Peut-être le meilleur film d’Anger, et certainement son plus influent, est celui de 1964 Ascension du Scorpion. Sur une bande-son de succès rock n’ roll dorés des années 50, Ascension du Scorpion commence par observer, dans des détails presque fétichistes, la façon dont les motards entretiennent leurs motos et soignent leur apparence. Il renforce à la fois la James Dean/Marlon Brando mythe et le subvertit de manière ludique, associant le bricolage mécanique de leurs vélos bien-aimés à une chanson d’amour coquette sur une poupée à remonter avant de montrer ces hommes enfilant essentiellement des costumes. Mais petit à petit, Anger ajoute des détails plus rebutants au montage.
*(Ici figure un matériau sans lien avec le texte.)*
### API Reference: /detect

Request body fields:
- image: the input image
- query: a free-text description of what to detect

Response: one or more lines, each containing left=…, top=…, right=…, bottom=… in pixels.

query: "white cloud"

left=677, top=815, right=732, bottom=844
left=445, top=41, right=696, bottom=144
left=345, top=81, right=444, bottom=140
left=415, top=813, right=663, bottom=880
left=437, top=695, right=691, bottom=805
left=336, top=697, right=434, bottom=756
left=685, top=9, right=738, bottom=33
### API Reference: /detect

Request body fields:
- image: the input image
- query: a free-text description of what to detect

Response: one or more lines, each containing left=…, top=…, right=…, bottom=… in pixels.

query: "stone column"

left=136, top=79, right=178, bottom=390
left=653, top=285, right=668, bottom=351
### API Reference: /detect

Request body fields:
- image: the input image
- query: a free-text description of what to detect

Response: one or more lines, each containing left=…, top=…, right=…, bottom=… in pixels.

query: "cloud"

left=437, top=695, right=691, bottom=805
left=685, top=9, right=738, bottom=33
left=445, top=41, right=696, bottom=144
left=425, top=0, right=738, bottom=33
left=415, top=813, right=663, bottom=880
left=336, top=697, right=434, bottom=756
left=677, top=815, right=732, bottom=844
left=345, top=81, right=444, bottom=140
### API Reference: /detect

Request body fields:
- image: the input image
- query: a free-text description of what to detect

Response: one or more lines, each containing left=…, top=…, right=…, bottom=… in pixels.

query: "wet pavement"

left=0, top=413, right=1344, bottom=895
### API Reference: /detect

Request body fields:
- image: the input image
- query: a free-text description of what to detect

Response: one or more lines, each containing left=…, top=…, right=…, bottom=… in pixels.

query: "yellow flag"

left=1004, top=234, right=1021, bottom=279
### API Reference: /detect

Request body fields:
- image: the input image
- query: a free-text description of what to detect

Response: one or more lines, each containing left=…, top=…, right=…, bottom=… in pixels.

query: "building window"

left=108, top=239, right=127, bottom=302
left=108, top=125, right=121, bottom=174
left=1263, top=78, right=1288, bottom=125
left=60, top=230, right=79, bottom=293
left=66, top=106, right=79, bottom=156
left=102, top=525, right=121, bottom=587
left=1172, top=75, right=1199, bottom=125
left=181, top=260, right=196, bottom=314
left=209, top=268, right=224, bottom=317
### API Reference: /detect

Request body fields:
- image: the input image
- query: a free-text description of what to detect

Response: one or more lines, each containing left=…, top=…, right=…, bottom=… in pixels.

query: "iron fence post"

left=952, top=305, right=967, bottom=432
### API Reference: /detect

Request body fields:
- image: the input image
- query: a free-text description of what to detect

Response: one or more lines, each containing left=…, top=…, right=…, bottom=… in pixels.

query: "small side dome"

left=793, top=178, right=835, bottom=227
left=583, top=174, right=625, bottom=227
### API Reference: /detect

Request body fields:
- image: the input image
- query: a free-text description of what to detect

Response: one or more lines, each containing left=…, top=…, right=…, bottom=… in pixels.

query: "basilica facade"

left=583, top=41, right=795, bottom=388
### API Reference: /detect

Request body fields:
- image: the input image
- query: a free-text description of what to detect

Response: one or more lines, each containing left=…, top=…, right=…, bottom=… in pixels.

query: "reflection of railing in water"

Le comportement des motards devient plus agressif et érotique, aboutissant à ce qu’ils frottent de la moutarde sur l’entrejambe d’un mec. Le motard principal, le Scorpion titulaire, est associé à Jésus, puis à Hitler. Un rituel commence à prendre forme, impénétrable pour nous autres étrangers. Bientôt, l’imagerie nazie devient plus fréquente ; les lumières deviennent sinistres et inquiétantes ; la musique réconfortante des années 50 est interrompue par des cris et des moteurs rugissants.

Tout cela mène, comme le dit le tatouage au bras d’un motard, à « l’oubli béni et béni ». En tant que déclaration artistique, c’est provocateur jusqu’à l’antagonisme – même aujourd’hui, l’utilisation par Anger de l’imagerie nazie en dérange certains. Mais non seulement est Ascension du Scorpion extrêmement puissant en soi, mais il projette également l’une des ombres les plus longues de tous les courts métrages du XXe siècle. L’ADN de Ascension du Scorpion peut être trouvé non seulement dans le cinéma queer de Waters et Haynes, mais dans certains des médias les plus emblématiques des 50 dernières années. Son éclairage dépaysant se retrouve dans le travail de Nicolas Winding Refn, un adepte de la colère qui a interviewé l’homme lui-même ; sa fragmentation surréaliste des années 50 rappelle au spectateur David Lynch; son utilisation parfaite de la musique, montée au rythme de l’action mais pas précise à l’ancienne, se ressent non seulement dans Martin Scorsese‘s films mais l’ensemble du support de la vidéo musicale. Avec un seul film, la place de Kenneth Anger au panthéon du cinéma américain serait assurée ; heureusement pour nous, il y a tellement plus.